TL;DR
I open-sourced the integration that puts a local LLM behind the NPCs on my Ultima Online (ServUO) shard. It’s about 7,500 lines of C# that drop into a shard’s Scripts/Custom/ directory and compile at boot — no separate build, no service to deploy. This post is the code-level companion to the story version of the project: how config hot-reloads, how the model client marshals async results back onto the game thread, how the LLM is kept entirely out of the simulation loop, and how a deterministic allowlist makes a non-deterministic model safe to put in a stateful world. The whole thing is fail-open: if the model is slow, down, or wrong, the NPC silently degrades to a vanilla ServUO NPC. Code is on GitHub: ZoltyMat/uo-llm-npc.
The shape of the problem
ServUO — the modern descendant of the RunUO emulator — has a property that makes this whole project tractable: it compiles the C# under Scripts/ at server boot. Drop a .cs file into Scripts/Custom/, restart the shard, and your code is live game logic with full access to the world’s object model. There’s no NuGet, no csproj, no separate artifact. The shard is the build system.

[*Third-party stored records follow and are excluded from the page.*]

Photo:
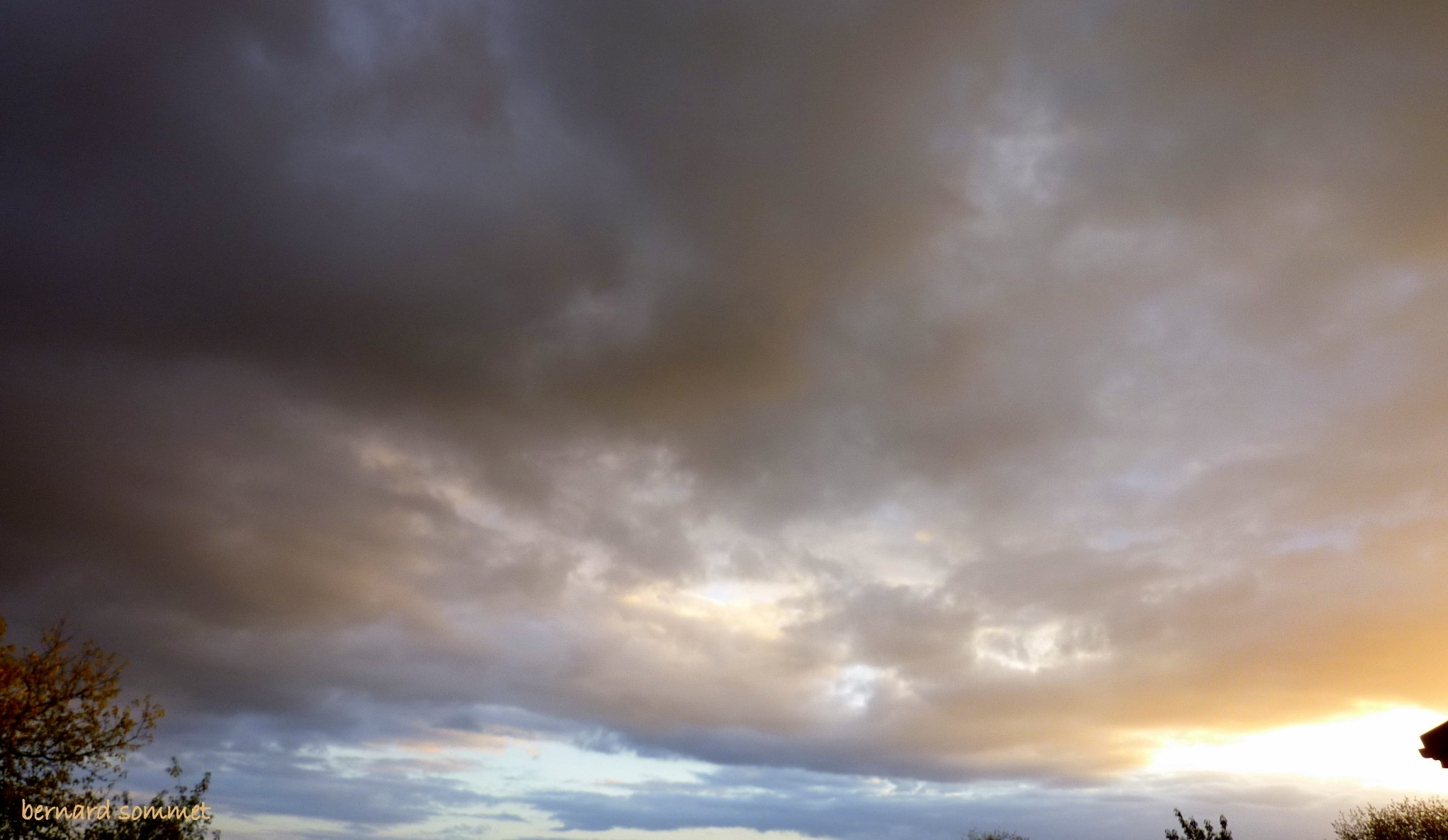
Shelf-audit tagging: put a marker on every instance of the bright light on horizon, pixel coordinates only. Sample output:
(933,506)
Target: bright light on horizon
(1377,748)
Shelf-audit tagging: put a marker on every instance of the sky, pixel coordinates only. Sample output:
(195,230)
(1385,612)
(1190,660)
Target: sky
(697,421)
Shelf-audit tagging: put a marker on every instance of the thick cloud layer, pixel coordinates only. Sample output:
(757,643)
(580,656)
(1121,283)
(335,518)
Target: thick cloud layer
(927,390)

That’s why this ships as scripts, not as a service. The integration is sixteen files under one folder:
Scripts/Custom/LLMNpc/
├── LLMConfig.cs # config load + [LLMReload, default-file writer
├── LLMClient.cs # OpenAI-compatible chat client
├── LLMConversation.cs # per-(player, npc) short-term memory
├── LLMTalkingMobile.cs # base class for LLM-voiced creatures
├── LLMAmbientSpeech.cs # gives EXISTING vanilla NPCs a voice
├── LLMAmbientMemory.cs # disk-backed identity/relationships for those
├── NpcIdentity.cs # rolled, persisted per-NPC persona
├── NpcActions.cs # the cosmetic-action allowlist
├── NpcChatter.cs # NPC-to-NPC ambient conversation
├── Errand.cs # errand phase model
├── ErrandDirector.cs # the deterministic heartbeat
├── ErrandPolicy.cs # per-type roam limits
├── BritanniaGeography.cs # position → town an NPC serves
├── LLMRag.cs # optional Qdrant lore/style/journal grounding
├── AnomalyDirector.cs # rare 4th-wall "anomaly" events
└── LLMNpcCommands.cs # in-game GM commands
The interesting thing about this list is how little of it is “call the model.” LLMClient.cs is the only file that talks HTTP to an LLM. Everything else is the scaffolding that makes a clicked-on blacksmith feel like a person — and that scaffolding is the actual project.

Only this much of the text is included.